Silent Screams - C. E. Lawrence [140]
“Stop it!” Lee cried out as loudly as he could to the figure bending over her. “Leave her alone!”
The man looked up, and Lee saw the face of his mentor and surrogate father, John Paul Nelson.
Nelson smiled up at him. “Nice touch, the robes, don’t you think? I found them hanging in the vestibule.”
Lee looked down at his mentor through bleary eyes. “Please, don’t. I—I understand you.”
“Oh, please! No one ‘understands’ me!”
“No, you’re wrong—I do, I swear it.”
“Nice try, Lee.” Nelson’s voice was harsh, the vowels twisted into diphthongs, consonants sharp as the prongs of a garden rake.
Lee pulled on the ropes binding him, trying to wrest free.
“Why did you have to ignore me?” Nelson said. “I begged you—begged you—not to take on this case! I tried to protect you. Even all that rubbish about your sister—that was to throw you off—but you just had to persist, didn’t you? My God, I never wanted it to come to this!”
Lee craned his neck to peer at Kathy, trying to see if she was still breathing.
“Oh, she’s still alive,” Nelson said. “I don’t kill them all at once, you know…press and release, press and release. You’d be surprised how long you can keep someone alive throughout slow strangulation. But then you know that, don’t you? You know a lot of things about me—except the things that count.”
“Why? Why did you do it?”
“Well, my dear old dad was a member of the Westies, after all. You could say violence runs in our family. If you’d bothered to actually profile me, you’d see I have a tidy little history of violent behavior. I’m just very good at hiding it.”
“But the women…why…?”
“Oh, come on, Lee! Haven’t you ever wondered what it felt like? Not just to study them from a distance—but to actually be a killer?”
Nelson’s face was eager, his eyes shining in a way Lee had never seen before.
“Why did you have to kill Eddie?”
Nelson snorted. “That’s obvious, isn’t it? He was getting too close.” He sighed. “I sent you so many warnings, and you ignored them all.”
Lee groaned and struggled to free himself, but the ropes binding him were firmly tied.
Nelson watched him. “You know, I never imagined that sailing class at summer camp would be quite so useful,” he said. “It just goes to show that you never know what’s going to come in handy. I learned quite a few nifty knots. Of course, you have to have a mind for it. Fortunately, I do have a knack—for knots, puzzles, mazes of all sorts.”
He looked up at Lee with an expression of mock sympathy. “I thought you were a puzzle solver yourself, but you seem to have come up a bit short this time, I’m afraid.”
Lee tried again to wrench himself free, but the ropes only cut more deeply into his flesh. His head was pounding, and his whole body ached.
“Save your strength,” Nelson said. “There’s no point in wearing yourself out.”
A drop of sweat from Lee’s forehead fell on Kathy’s face, and her eyelids fluttered.
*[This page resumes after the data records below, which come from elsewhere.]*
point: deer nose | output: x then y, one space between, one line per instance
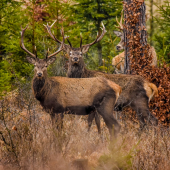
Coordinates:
39 74
76 59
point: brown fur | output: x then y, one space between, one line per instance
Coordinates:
136 91
75 96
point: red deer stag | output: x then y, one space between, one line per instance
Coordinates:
73 96
118 61
136 91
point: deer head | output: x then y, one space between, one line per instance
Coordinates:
76 54
120 33
40 65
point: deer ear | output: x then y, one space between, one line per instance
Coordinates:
50 60
118 33
85 49
31 60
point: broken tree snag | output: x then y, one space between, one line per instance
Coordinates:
135 35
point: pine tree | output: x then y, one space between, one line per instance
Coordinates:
89 15
162 34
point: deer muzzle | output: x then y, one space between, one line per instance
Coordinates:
39 74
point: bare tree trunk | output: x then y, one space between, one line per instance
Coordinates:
33 27
151 21
134 31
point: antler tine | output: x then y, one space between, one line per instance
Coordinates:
69 42
80 40
98 37
61 46
49 31
22 42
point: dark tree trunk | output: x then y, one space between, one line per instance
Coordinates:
134 30
151 21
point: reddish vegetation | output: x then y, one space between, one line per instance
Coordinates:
140 61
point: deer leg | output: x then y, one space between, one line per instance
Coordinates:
97 120
91 116
142 109
90 120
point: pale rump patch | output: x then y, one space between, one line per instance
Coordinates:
151 90
115 87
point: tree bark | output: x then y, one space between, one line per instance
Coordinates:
151 21
134 28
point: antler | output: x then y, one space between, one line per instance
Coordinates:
61 46
49 31
120 23
98 38
22 42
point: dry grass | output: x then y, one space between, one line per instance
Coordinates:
28 141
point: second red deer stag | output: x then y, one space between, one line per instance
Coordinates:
72 96
136 91
118 61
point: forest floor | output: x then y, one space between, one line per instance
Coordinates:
28 141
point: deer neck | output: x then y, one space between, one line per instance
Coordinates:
40 87
76 70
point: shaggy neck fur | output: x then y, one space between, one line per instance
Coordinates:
41 87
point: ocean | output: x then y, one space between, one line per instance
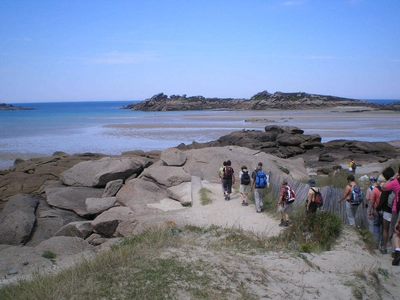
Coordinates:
102 127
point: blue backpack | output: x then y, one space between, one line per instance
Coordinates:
356 195
260 180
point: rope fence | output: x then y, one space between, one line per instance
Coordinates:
330 194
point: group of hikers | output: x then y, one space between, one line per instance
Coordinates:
257 182
381 202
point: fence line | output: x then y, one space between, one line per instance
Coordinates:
330 194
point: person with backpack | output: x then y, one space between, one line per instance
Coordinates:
285 203
352 166
373 215
393 185
228 179
373 184
259 184
311 203
383 209
245 185
396 244
354 197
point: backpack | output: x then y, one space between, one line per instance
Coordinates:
290 196
356 195
228 172
260 180
245 179
391 198
319 200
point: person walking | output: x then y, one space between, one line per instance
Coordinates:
311 205
354 197
228 179
373 215
259 184
284 208
396 244
393 185
245 185
383 209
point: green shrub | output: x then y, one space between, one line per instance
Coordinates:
315 232
49 255
205 196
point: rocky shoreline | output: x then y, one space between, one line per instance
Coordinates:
76 205
260 101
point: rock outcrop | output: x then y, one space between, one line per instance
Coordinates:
260 101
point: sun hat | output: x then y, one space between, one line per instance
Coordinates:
373 179
311 182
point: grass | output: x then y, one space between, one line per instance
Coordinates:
205 196
190 262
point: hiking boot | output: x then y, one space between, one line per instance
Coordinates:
396 259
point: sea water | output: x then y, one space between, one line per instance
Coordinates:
103 127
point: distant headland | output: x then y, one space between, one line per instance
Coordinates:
260 101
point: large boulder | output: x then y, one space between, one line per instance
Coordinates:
181 193
137 193
27 176
173 157
112 188
95 206
99 172
17 219
48 221
107 223
72 198
166 176
81 229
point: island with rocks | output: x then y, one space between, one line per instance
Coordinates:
260 101
78 205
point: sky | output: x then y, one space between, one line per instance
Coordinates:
84 50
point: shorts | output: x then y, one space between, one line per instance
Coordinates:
387 216
285 208
244 189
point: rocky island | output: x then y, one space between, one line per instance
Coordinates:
260 101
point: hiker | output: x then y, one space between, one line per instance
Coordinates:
393 185
228 179
221 175
354 197
245 185
259 184
284 208
352 167
368 197
311 205
374 216
396 244
383 209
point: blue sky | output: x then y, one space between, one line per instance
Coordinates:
80 50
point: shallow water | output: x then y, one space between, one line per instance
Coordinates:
103 127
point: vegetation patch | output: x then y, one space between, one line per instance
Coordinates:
205 198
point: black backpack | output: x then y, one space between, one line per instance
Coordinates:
245 180
228 172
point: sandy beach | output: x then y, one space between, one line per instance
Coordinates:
161 130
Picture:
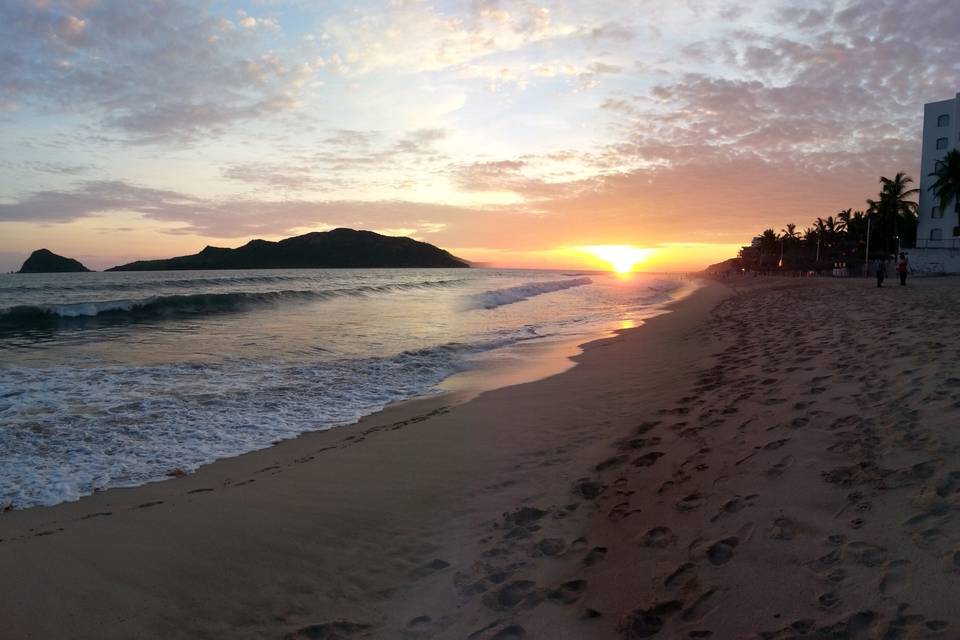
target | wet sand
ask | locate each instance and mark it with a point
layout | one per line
(772, 459)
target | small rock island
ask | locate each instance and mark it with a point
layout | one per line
(46, 261)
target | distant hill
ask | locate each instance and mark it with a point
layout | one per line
(46, 261)
(339, 248)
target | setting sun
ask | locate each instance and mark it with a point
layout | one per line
(621, 257)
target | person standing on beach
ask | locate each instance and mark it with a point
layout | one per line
(881, 267)
(902, 267)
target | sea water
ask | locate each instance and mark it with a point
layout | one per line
(115, 379)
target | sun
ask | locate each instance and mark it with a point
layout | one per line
(621, 257)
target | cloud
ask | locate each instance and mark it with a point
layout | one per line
(157, 72)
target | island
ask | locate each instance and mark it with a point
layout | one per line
(46, 261)
(336, 249)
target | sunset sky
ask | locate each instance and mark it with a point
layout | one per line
(509, 132)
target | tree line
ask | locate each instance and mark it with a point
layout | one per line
(887, 224)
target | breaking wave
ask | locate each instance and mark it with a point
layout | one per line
(510, 295)
(43, 315)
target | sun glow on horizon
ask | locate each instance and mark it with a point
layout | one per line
(622, 258)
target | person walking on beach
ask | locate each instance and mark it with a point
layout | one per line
(881, 268)
(902, 267)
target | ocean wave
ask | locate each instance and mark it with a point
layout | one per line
(43, 315)
(519, 293)
(70, 431)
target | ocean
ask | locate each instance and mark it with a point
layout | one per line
(116, 379)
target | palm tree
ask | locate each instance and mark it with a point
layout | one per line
(894, 214)
(946, 187)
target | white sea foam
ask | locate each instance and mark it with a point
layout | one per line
(91, 397)
(519, 293)
(70, 431)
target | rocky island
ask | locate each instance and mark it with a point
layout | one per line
(339, 248)
(46, 261)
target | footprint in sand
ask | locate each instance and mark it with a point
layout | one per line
(568, 592)
(510, 595)
(658, 537)
(549, 547)
(644, 623)
(949, 484)
(647, 459)
(690, 502)
(596, 555)
(681, 575)
(783, 528)
(829, 600)
(610, 463)
(721, 551)
(702, 606)
(513, 632)
(895, 579)
(336, 629)
(588, 489)
(781, 467)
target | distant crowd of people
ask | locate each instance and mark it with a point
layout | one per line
(902, 269)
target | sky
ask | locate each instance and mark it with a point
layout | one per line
(510, 132)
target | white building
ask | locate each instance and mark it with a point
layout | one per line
(941, 132)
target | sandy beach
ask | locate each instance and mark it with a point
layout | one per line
(772, 459)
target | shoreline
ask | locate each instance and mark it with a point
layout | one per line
(438, 457)
(529, 362)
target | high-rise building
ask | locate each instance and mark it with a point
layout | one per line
(941, 132)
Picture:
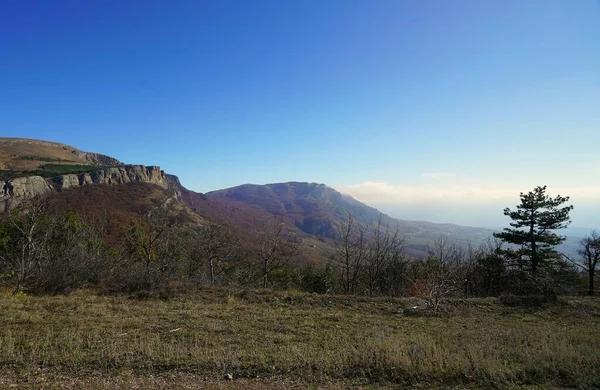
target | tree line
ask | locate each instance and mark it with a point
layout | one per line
(44, 251)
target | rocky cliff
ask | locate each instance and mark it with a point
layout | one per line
(23, 153)
(25, 188)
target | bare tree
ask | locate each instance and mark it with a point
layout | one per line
(439, 274)
(217, 245)
(148, 238)
(275, 249)
(384, 249)
(589, 250)
(351, 252)
(24, 240)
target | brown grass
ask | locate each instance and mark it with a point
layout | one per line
(292, 340)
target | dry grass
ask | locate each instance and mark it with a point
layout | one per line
(292, 340)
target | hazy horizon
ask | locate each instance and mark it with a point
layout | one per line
(427, 110)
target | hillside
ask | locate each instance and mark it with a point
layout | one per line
(20, 156)
(317, 209)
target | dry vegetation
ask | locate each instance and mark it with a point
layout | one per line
(289, 339)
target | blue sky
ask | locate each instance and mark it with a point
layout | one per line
(436, 110)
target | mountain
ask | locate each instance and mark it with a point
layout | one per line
(317, 210)
(21, 154)
(88, 181)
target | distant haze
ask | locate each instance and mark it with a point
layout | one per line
(446, 198)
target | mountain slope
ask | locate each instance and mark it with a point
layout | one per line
(317, 210)
(21, 154)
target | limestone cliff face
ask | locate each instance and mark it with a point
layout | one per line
(25, 188)
(11, 149)
(111, 176)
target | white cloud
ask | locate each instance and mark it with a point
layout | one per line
(473, 203)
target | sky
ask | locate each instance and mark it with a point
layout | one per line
(429, 110)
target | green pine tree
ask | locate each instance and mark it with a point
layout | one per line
(533, 224)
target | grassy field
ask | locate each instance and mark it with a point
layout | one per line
(292, 340)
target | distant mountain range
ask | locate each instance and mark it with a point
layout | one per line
(314, 210)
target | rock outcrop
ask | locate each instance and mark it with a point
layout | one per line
(25, 188)
(33, 147)
(118, 175)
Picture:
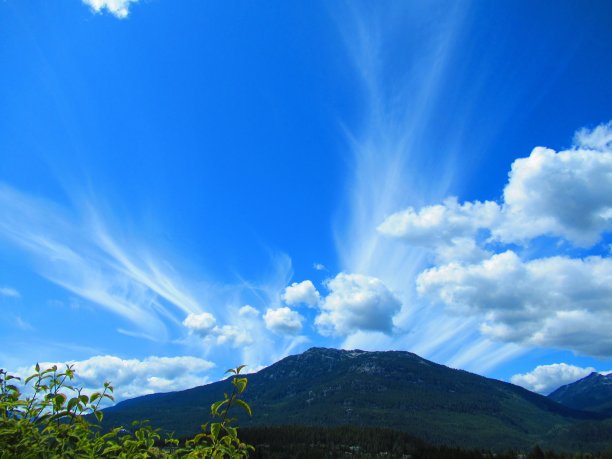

“Come to think of it, what’s a Christ figure without a little stigmata?” Nelson said, and seized the ornate Greek cross on its long pole. He raked the sharp edges savagely across Lee’s ribs, slashing a wound in his right side. Lee couldn’t help crying out in pain.
“There, that’s better,” Nelson said. “More like the real Christ on the cross.”
Lee groaned and fought to remain conscious.
“Does that hurt?” Nelson snarled. “I didn’t invite you here, you know.”
“Just—let—her—go,” Lee pleaded, the words forcing themselves from his throat. “I won’t turn you in—I won’t tell anyone.”
Nelson snorted. “And if I believe that, I’ll bet you have a bridge in London for sale too.”
He crossed himself and kneeled at the altar.
“Bless this act of deliverance, oh Heavenly Father, as I deliver the soul of your servant into your care.”
He looked up at Lee, who was running out of strength, panting from the effort of trying to free himself.
“I don’t believe in God, of course, but I like saying the words all the same.”
Lee felt the blackness threatening to close in again.